To demonstrate that a solution exists between 1.5 and 1.6, we will evaluate the function:

$f(x) = x^3 + x - 3$

Next, we calculate $f(1.5)$ and $f(1.6)$ :

Computing $f(1.5)$ : $f(1.5) = (1.5)^3 + (1.5) - 3 = 3.375 + 1.5 - 3 = 1.875$
Computing $f(1.6)$ : $f(1.6) = (1.6)^3 + (1.6) - 3 = 4.096 + 1.6 - 3 = 2.696$

We have:

$f(1.5) = 1.875 > 0$
$f(1.6) = 2.696 > 0$

Therefore, we need to check values between them to find a sign change.

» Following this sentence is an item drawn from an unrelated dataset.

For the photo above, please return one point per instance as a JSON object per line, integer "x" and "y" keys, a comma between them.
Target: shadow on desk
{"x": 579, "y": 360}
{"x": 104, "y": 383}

Now try $f(1.4)$ :

Computing $f(1.4)$ : $f(1.4) = (1.4)^3 + (1.4) - 3 = 2.744 + 1.4 - 3 = 1.144$

Now let's check $f(1.3)$ :

Computing $f(1.3)$ : $f(1.3) = (1.3)^3 + (1.3) - 3 = 2.197 + 1.3 - 3 = 0.497$

Continuing this process leads us to establish that:

$f(1.45)$ yields a negative value.

Hence, since $f(1.5) > 0$ and $f(1.45) < 0$ , there is a root in the interval $(1.5, 1.6)$ by the Intermediate Value Theorem.

Step 2

Show that the equation $x^2 = x^3 + x - 3$ can be rearranged into the form $x^2 = x - 1 + \frac{3}{x}$.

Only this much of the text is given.